My first story was about small plastic beads found in facial scrubs polluting the Long Island Sound. An environmental group protested the beads at Stony Brook Beach. To make the story not just a conference recap, I spoke with a Stony Brook University marine scientist about how plastic beads harm the environment.
I arrived the next morning and found my byline in the paper. I was exhilarated to see the fruits of my labor so soon.
I completed a variety of news and feature stories. In the beginning, I shouldn’t have tried to make every story I wrote a masterpiece.
For instance, I should have been faster when writing about a Greek Orthodox church where its altar burned down in West Babylon in late July.

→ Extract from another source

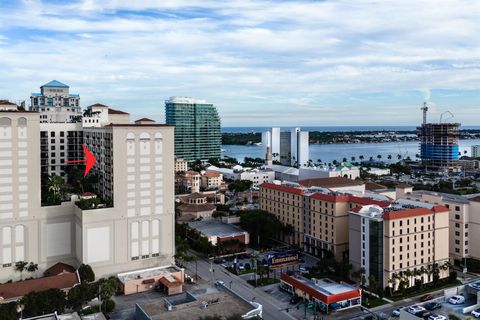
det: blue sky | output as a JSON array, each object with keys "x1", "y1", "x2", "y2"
[{"x1": 0, "y1": 0, "x2": 480, "y2": 126}]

After speaking with the heartbroken reverend and his crying parishioners, I vividly portrayed the fire’s destruction and my sources’ emotions in my story. But, I should have written the story sooner so my editor could correct it and quickly put it on the web before publishing it in the paper the next day.
In later stories, I found a balance between being urgent and writing well.
The most challenging assignment was speaking with a mother of one of the survivors of the limo crash that killed four out of eight women in Cutchogue in July 2015. I drove to Peconic Bay Medical Center in Riverhead and Stony Brook University Hospital for two days and waited hours in the hospital waiting rooms. I made numerous phone calls to the survivors’ friends and relatives to no response. One afternoon, as the mother of a survivor was leaving the hospital, I followed her. She told me, “She’s going to be fine,” regarding her daughter in the hospital. She quickly entered her husband’s car and drove away.
Although I couldn’t fully interview her, I wasn’t disheartened. I developed a fluid line of communication with the hospital’s PR representative who gave me basic condition updates of the survivors and if they would be discharged. For my reporting, my byline appeared in a story Newsday’s reporters wrote as a team about the aftermath of the limo crash.
Of all my stories, I’m proudest of the three I personally pitched to my editors, including an article about heightened DWI patrols in Long Beach.
My favorite story I pitched is about Aljamain Sterling, an undefeated professional mixed martial artist in the Ultimate Fighting Championship giving back to his hometown of Uniondale. Sterling has been coaching the Uniondale High School wrestling team for the past two years while beating some of the world’s best fighters. I train mixed martial arts and this gave me a chance to write a story that transcended the sport and intrigued a wider audience.
For any journalism student considering the Newsday writing internship, I strongly recommend it. It provides opportunities to work on diverse stories and truly tests a student’s resilience. Interns will learn to meet deadlines, develop original stories, cultivate sources and learn how to work with a team in a real newsroom.
My internship challenged me to come up with original stories and not sit on my hands in the newsroom. I’ll be a freelance writer for Newsday as I enter my senior year at Stony Brook University. Although I’m certainly open to other opportunities, I’m motivated to pursue writing because of my Newsday internship. More importantly, I’m driven to reach my full potential.